Teaching Your Kids Financial Independence
- Tuesday, May 27, 2008
How Do I Teach Them?
I know that, by now, you’re asking yourself the “how?” question. “How do I teach them?” Our lives are busy, and teaching our kids Biblical financial principles is just one more activity to squeeze in between schoolwork and soccer practice. In response to this, the Bible itself gives us a great idea. It’s found in the Old Testament in the Book of Deuteronomy. “And these words, which I command thee this day, shall be in thine heart: And thou shalt teach them diligently unto thy children, and shalt talk of them when thou sittest in thine house, and when thou walkest by the way, and when thou liest down, and when thou risest up.” (Deut. 6:6-7)
This is lifestyle teaching. If we could paraphrase this in today’s language, it might say, “Impress them on your children. Talk about them when you sit at home and when you drive the van along the road, when you hang out having fun and when you go shopping.” This type of teaching is very natural and easy. All it requires is that you look for opportunities, or “teachable moments.”
Let me share an example. When my daughter was about 4 years old, we were shopping at a department store. I was admiring all the pretty sweaters and I realized I had an opportunity. I asked Emily, “Why don’t I just buy all these pretty sweaters?” She thought about that for a minute and answered, “’Cuz you don’t have the money?” I said, “Actually, I do have the money, if I empty my checking account and spend all of my savings account. Why don’t I do that?” She thought more about that and came up with “’Cuz you wouldn’t have any money left for Daddy and me.” I realized I had an opportune moment, so I talked about how we control our spending so we’ll have the money for other important things. I even launched into talking about her college savings account. That is lifestyle teaching. It’s easy and goes anywhere! Stores are great places to discuss money. Use them to your advantage. For more help, try Crown Ministry’s “Family Times Virtue Pack.” It comes with a CD of stories and songs for drive time, bedtime stories, and conversation cards for dinnertime discussions.
There are other methods of teaching fiscal responsibility beyond the lifestyle method. Sometimes our kids need concrete, focused teaching time on financial matters. There are several options and lots of resources. If you need a little help, ask! Perhaps your child’s Sunday School teacher would be willing to do a unit on God’s values about money. Ask their scout leader to do a badge on money management. If you’re part of a homeschool co-op, see if any of the parents would be willing to teach a class on finances. If you organize the class, someone else may be willing to teach it. In addition, many churches now sponsor financial workshops from Dave Ramsay, Crown Financial Ministries, or Good $ense Ministry.
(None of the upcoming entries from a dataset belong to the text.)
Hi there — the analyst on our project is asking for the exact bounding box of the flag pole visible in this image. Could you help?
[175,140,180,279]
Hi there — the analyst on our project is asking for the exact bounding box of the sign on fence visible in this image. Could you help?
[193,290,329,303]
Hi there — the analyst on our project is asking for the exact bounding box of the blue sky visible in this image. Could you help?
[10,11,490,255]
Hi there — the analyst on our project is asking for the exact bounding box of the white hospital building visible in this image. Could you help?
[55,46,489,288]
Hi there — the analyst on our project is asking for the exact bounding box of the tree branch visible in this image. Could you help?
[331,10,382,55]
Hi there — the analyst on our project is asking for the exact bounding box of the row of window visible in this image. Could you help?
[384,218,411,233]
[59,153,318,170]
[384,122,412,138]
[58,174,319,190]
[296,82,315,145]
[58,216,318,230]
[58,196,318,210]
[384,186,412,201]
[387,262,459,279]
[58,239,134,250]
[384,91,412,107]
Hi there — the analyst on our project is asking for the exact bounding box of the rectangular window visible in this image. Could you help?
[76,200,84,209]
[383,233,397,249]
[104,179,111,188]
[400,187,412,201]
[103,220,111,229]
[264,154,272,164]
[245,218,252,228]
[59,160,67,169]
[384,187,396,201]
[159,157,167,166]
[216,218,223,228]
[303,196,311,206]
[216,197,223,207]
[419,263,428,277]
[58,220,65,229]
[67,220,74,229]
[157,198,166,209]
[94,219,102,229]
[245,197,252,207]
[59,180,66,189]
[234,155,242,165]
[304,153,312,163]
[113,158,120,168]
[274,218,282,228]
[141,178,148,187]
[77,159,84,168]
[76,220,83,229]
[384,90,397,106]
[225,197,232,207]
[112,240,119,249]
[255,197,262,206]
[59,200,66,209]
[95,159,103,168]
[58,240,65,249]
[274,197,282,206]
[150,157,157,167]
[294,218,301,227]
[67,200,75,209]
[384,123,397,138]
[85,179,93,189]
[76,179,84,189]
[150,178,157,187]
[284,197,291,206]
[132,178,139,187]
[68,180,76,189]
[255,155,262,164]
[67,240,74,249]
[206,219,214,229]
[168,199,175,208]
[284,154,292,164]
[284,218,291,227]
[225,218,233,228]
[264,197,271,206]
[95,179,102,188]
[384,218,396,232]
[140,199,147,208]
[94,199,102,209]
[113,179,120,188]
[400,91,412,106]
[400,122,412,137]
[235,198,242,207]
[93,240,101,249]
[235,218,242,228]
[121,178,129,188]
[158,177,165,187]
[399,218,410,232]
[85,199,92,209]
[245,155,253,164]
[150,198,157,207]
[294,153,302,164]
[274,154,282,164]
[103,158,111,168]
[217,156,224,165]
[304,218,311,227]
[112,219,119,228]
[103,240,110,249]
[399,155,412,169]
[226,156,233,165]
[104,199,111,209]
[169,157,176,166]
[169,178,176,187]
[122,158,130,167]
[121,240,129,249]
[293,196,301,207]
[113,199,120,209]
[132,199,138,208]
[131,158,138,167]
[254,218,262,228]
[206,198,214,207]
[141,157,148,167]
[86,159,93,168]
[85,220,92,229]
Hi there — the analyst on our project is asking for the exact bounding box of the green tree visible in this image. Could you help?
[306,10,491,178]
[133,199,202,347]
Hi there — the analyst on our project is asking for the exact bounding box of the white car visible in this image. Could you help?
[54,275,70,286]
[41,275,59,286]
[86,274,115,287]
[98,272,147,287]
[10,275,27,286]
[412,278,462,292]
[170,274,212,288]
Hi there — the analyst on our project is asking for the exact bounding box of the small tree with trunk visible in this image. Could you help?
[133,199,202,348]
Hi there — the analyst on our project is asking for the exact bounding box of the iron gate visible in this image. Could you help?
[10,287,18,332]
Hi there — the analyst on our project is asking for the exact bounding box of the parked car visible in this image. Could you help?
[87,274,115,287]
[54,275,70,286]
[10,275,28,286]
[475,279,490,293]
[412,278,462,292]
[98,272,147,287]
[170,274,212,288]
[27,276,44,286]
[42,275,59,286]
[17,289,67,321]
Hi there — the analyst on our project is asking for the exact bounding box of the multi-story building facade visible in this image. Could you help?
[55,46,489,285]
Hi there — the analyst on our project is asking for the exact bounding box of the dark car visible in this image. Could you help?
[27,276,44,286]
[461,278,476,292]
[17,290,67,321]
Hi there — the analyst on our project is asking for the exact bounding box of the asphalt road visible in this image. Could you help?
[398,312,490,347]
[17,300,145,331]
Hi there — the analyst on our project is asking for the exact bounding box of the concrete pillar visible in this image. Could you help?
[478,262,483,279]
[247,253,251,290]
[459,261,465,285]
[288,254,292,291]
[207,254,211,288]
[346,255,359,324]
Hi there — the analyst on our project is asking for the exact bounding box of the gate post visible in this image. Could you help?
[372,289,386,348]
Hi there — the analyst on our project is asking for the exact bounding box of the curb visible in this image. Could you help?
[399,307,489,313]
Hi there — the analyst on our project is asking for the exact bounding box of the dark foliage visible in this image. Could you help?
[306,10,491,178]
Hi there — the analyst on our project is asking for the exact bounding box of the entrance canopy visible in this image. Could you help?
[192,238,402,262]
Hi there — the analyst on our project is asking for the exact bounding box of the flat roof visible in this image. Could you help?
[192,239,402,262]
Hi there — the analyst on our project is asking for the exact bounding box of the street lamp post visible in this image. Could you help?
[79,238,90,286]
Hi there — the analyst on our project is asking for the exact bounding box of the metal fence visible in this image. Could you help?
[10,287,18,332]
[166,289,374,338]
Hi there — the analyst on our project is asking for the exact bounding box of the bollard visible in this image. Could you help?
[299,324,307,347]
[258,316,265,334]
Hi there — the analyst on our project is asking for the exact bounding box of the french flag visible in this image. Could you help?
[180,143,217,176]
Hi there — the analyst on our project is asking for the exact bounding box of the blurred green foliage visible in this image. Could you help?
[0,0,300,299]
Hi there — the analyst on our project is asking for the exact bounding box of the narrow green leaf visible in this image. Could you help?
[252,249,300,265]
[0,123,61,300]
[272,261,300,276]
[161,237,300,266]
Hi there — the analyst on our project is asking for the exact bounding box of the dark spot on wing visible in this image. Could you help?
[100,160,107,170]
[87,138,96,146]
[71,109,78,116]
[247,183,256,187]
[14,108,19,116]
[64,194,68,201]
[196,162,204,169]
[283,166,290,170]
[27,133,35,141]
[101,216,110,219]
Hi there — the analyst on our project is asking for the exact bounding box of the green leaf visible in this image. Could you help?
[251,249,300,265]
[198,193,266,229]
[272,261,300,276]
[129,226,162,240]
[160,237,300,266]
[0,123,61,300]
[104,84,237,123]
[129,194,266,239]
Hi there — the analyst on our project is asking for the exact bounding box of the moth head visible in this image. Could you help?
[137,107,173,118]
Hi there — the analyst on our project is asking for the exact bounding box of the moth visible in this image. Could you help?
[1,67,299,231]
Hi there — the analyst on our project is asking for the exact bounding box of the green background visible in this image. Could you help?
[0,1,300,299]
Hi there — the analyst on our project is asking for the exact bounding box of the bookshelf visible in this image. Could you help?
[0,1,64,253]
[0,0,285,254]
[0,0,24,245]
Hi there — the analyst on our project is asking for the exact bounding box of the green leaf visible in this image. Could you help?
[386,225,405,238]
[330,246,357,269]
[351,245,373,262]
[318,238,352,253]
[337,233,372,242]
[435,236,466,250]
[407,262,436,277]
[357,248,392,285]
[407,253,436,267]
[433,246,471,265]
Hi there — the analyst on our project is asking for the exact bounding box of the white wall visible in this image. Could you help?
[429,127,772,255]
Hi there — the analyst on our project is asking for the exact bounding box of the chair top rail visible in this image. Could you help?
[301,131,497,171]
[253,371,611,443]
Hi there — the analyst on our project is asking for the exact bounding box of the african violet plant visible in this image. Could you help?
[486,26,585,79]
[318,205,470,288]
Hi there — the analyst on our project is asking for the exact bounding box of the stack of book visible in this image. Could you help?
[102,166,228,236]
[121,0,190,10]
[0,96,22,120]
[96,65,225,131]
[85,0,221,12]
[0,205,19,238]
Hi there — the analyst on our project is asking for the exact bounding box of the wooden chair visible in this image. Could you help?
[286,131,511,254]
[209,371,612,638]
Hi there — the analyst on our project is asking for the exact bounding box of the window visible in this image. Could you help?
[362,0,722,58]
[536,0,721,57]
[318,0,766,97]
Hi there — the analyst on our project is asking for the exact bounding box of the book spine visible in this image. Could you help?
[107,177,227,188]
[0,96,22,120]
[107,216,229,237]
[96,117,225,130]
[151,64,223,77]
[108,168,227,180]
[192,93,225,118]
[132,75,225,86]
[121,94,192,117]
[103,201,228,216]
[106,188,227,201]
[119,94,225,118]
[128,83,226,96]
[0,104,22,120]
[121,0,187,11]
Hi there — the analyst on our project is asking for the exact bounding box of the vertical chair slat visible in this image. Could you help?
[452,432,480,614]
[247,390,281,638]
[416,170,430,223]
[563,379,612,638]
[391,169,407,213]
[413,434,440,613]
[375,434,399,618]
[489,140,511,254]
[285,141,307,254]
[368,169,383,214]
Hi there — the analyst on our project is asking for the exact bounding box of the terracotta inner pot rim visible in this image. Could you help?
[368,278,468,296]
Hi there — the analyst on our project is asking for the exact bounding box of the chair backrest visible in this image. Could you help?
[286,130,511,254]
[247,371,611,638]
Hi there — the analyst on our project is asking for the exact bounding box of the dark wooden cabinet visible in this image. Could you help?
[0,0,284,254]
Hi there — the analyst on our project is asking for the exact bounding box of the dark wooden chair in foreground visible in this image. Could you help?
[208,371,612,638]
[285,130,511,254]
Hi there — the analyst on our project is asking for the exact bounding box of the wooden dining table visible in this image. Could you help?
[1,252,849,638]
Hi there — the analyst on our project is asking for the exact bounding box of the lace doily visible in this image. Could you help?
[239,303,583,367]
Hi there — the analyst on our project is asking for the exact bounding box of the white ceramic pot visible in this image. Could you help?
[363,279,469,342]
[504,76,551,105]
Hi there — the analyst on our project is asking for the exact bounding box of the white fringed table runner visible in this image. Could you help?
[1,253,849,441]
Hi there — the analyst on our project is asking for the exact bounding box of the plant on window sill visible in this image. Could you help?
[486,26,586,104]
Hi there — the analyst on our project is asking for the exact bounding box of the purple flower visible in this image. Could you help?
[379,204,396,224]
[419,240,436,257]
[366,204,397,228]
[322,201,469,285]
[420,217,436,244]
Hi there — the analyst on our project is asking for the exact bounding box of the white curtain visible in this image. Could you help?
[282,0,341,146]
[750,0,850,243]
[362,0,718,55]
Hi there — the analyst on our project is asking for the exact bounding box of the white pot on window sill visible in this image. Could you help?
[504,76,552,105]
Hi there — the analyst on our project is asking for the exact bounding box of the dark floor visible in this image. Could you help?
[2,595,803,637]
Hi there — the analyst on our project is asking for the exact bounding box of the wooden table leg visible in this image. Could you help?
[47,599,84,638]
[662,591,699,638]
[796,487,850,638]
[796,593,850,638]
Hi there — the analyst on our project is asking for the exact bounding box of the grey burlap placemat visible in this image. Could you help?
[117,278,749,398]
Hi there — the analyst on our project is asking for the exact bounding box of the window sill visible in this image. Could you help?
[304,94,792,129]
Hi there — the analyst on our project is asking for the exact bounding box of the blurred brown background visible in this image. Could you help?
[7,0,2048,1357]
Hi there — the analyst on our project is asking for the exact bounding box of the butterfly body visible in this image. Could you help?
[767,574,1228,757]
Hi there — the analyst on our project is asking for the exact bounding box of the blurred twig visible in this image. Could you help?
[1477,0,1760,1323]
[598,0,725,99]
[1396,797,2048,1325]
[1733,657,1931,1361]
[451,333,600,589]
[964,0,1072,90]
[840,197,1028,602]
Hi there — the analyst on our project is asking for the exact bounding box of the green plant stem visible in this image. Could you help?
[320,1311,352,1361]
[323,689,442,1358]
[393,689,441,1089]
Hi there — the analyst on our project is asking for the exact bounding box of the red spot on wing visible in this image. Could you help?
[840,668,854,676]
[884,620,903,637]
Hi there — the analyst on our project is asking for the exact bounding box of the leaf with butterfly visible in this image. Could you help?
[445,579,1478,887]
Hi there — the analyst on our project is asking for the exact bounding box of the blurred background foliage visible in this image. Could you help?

Try instituting a Family Night for a few months. My friend Russ decided to keep his kids out of one evening activity and have a Family Night instead. He tells me it was a wonderful, fun time. He used a terrific book entitled Money Matters: Family Night Tool Chest by Jim Weidmann for great ideas on how to teach God’s principles of money management. For example, Russ cashed his paycheck in small bills. Then he made piles for each budget category so the children could see where all their money went. You could also take the summer and use another excellent book, Money Matters for Teens Workbook by Larry Burkett. This book comes in two age levels, one for pre-teens ages 11-14, and one for teens ages 15-18. I used this with my daughter when she was 11 and found it very practical as well as Bible-based.
I also use homeschooling to my advantage. I assigned the Money Matters book as part of my daughter’s math curriculum. That way she had to learn it. If it’s scheduled, it will get done! I taught Dave Ramsey’s Financial Peace for the Next Generation at my homeschool co-op and enrolled my daughter. The National Endowment for Financial Education has a wonderful high school program that can easily be taught in the home. I have used it in a homeschool co-op class also.